MONROVIA, Liberia – Many questions remain unanswered. Six months after the closure of schools, the Liberian government has finally announced the reopening of schools. Although initially announced for February 2, the Ministry of Information today pushed back the opening date to February 16. President Ellen Johnson Sirleaf made the original pronouncement at a news conference in Monrovia. In July of 2014, when the deadly Ebola virus was at its highest rate of infection, President Sirleaf instituted a state of emergency. This brought many educational and social activities in the country to an abrupt end.
The West African outbreak of the deadly Ebola virus began late 2013 in the neighboring country of Guinea, from where it later spread to Liberia, Sierra Leone, with a few cases in other countries. It has since claimed thousands of lives.
Now that the virus infection rate seems to be calming down, the government has deemed it fit to resume educational activities in the country. Though the pronouncement by government is in good faith, it appears that there may still be some preparation needed.
Many parents were left jobless or with significantly reduced income as a result of the outbreak of the virus. For this reason, the move by the government to open schools, without putting in place proper mechanisms to address the situation, may likely undermine the enrollment of students this academic year. The government has promised subsidies to public schools but is yet to do same with private institutions in the country. Notably, public schools are not entirely distributed across the fifteen political subdivisions of the Country, which leaves private institutions to fill in the gap. As always, tuition fees for private schools are very expensive. In addition, given the current state of affairs, it is feared that many children of school going age will not have the privilege to enter the classrooms this semester or the entire year.
When asked about the issue, a father of six school-going children, Henry Sehkpor said, “[The] government know[s] very well how things have been in the country. [It] needs to come up with a plan to get our kids in school.” He continued, “We have been without jobs for months, and don’t have any money to send these kids to school. If nothing is done, my kids will have to wait for next year before they go to school.” Voila Paul, a mother of two, had this to say, “I can barely manage to feed us, where am I taking money from now to send any child to school.”
It is also no secret that many children lost their parents to the disease, and that makes them vulnerable and in desperate need of assistance. As of yet, the government has not come up with any plan to incorporate those children in the classrooms. This means that some of them may not go to school, as their relatives may not afford to send them to school.
John Jallah, registrar of the Kingsley Lington Elementary and Junior High School, when asked to comment on the situation said, “Our institution understands the current status in the country. That is why our fees are fairly reasonable, and we also have plans to allow children who have been victimized by the Ebola virus to come here and go to school free of charge. We already have a team in the community that is tracking down families affected by the outbreak and have school going children. As for the enrollment, I can admit to you that a good number have registered, and we might not have any problem with low turnout.”
Some parents are still worried and concerned about the possibility of another outbreak, and that makes them reluctant to send their kids back to school.
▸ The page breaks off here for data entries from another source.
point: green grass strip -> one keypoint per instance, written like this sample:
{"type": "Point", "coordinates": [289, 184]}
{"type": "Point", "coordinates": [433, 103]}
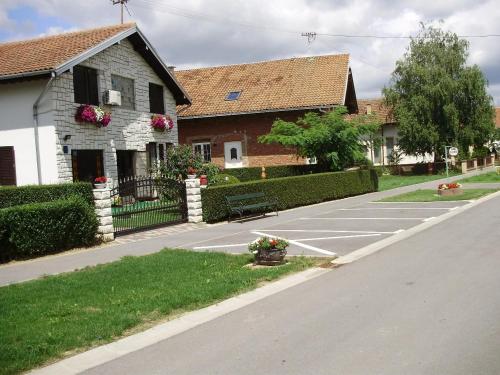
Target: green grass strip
{"type": "Point", "coordinates": [395, 181]}
{"type": "Point", "coordinates": [41, 320]}
{"type": "Point", "coordinates": [487, 177]}
{"type": "Point", "coordinates": [432, 196]}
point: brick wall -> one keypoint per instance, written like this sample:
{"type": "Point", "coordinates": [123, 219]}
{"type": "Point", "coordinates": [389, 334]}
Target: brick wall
{"type": "Point", "coordinates": [244, 128]}
{"type": "Point", "coordinates": [128, 130]}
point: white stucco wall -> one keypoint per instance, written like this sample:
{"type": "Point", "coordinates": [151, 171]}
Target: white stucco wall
{"type": "Point", "coordinates": [17, 129]}
{"type": "Point", "coordinates": [129, 129]}
{"type": "Point", "coordinates": [391, 131]}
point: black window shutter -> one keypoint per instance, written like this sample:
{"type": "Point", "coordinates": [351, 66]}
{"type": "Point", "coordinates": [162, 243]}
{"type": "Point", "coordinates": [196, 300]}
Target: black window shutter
{"type": "Point", "coordinates": [92, 87]}
{"type": "Point", "coordinates": [156, 103]}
Edith Sehkpor, a parent, said “Even if I get the money, I’m still afraid to let my kids go out. This country is not yet safe. Anything can happen right now.” When asked about measures taken by his institution to prevent any eventuality and safeguard students at his school, Jallah said, “We are preparing and doing everything in our power to make sure that kids coming here and their parents can know that their safety and ours is guaranteed. We have bought the now famous digital thermometer so that we can test anyone entering our premises. We’ll continue to inform students of the preventive measures.” He continued, “With all this being done by us and maybe some other institutions, [the] government really needs to come in with subsidies for private schools to help them in their real efforts. They must do something to address the situation.”
The Ministry of Education couldn’t be reached for comment by publication time but we will update this story with their comments.